Лидия вздрогнула и остановилась.

— Что это? — прошептала она. — Кто стрелял?

— Известно кто, — спокойно заметил Батырин, выпрастывая ногу из расщелины между камней. — Наши стреляют. Добивают его, наверное.

— Как добивают? — все еще растерянно спросила Лидия.

— Известно как. Из стрелкового оружия, голубушка. Мы ведь с вами не чай сюда приехали пить.

— А вдруг это он стрелял в них? Вдруг он ранен? Может быть, ему нужна наша помощь? — Естественно, она имела в виду Стеценко.

— Кто «он» и в кого «в них»? Пойдемте, Лидия Павловна, дорогая, мы с вами должны делать то, что приказано. Нам приказали идти, и мы идем. Пойдемте.

И они вновь двинулись вперед.

Что случилось, Парнов так и не понял. Неожиданно из-за поворота реки вышла сбежавшая девушка. Она совершенно спокойно прогуливалась под ручку с неизвестным парнем. Чтобы не спугнуть молодых людей, он решил сначала отсидеться в кустах, проследить, куда они пойдут, а потом уже выйти на переговоры. Как только он оказался под прикрытием деревьев, вдруг неожиданный выстрел сбил ветки прямо перед его лицом и плеснул в глаза землей. Кто стрелял и откуда, было непонятно: девушка и парень шли совершенно спокойно и мило беседовали, их руки были пусты. Выстрел прозвучал откуда-то сбоку.

Подстегиваемый инстинктом зверя, учуявшего запах пороха, запах близкой смерти, он рванулся прочь от страшного места, желая только одного — уйти подальше от грохота оружия. Он бежал, спотыкаясь, задыхаясь от усталости, не чувствуя веток, которые звонкими пощечинами хлестали по лицу. Наконец он выдохся и, споткнувшись о поваленный ствол березы, рухнул на землю.

Но новый оглушительный выстрел догнал его, и пуля, как рассерженная пчела, впилась в пень над головой, осыпав волосы полусгнившими щепками. Вдалеке послышался хруст веток и сухой щелчок взводимого курка.

Тогда он вновь вскочил и рванул вперед. В сапогах бежать было страшно неудобно, ступни выворачивались, каблуки скользили. Раздвигая руками ветки, точно отмахиваясь от невидимых насекомых, он бежал и слышал только свое запаленное дыхание и звуки погони за спиной. Пола телогрейки тяжело шлепала по бедру, оттягиваемая пистолетом.

Силы были на исходе. Парнов гигантским прыжком преодолел груду валунов, на которую взобралась юная пушистая ель, скрылся в укрытии и дрожащими руками стал доставать оружие.

Ветки деревьев зашевелились невдалеке, и смутные фигуры замельтешили между стволов.

Прищурив глаз, Парнов неумело прицелился и нажал на спусковой крючок.
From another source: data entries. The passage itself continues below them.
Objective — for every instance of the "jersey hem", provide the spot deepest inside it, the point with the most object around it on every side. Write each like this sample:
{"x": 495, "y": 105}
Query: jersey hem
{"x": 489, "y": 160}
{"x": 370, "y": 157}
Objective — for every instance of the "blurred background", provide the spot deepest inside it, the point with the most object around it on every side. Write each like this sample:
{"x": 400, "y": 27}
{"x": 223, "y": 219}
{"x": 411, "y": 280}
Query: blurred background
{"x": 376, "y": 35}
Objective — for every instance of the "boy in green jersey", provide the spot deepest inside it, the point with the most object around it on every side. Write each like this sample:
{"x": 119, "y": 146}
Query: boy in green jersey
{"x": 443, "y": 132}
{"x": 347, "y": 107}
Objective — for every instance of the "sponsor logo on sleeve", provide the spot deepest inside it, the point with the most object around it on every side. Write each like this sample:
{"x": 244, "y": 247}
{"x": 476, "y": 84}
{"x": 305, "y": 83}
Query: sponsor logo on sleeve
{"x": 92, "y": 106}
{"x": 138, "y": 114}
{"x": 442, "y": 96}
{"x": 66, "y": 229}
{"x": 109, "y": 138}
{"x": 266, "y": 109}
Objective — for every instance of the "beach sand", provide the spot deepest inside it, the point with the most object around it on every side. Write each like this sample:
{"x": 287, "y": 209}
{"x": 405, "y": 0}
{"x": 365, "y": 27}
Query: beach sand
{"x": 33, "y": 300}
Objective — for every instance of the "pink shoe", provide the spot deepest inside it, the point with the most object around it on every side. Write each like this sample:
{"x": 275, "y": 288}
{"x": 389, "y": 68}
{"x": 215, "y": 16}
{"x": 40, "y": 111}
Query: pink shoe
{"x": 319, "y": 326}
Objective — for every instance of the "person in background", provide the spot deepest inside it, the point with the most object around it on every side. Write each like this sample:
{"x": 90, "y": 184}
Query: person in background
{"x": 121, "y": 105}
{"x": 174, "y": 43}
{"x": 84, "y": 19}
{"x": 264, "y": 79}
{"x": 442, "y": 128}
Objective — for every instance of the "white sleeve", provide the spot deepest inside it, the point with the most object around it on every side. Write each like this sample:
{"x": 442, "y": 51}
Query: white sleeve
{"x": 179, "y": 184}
Пистолет злобно подпрыгнул в его руках и изверг порцию огня. Гром, прокатившись между деревьев, стих. Вместе с ним точно притих шумный лес. Треск сухих сучьев смолк. Фигуры исчезли, слившись со стволами.

Парнов привалился к камню и устало закрыл глаза.

— Откуда у него пистолет? — прошептал Стеценко, прижимаясь щекой к мягкому ковру опавшей хвои. — Вижу его. Он там, за камнями… Решил отстреливаться.

Губкин лежал рядом и тяжело дышал. Мельчайшие капельки пота выступили на верхней губе.

— Может, я его обойду слева? — предложил он. Глаза Андрея возбужденно блестели. Он начал было отползать, по-змеиному извиваясь на земле, но тяжелая рука Стеценко удержала его.

— Лежи!

Они выжидали. Противник тоже не шевелился, притаившись за черной громадой камней.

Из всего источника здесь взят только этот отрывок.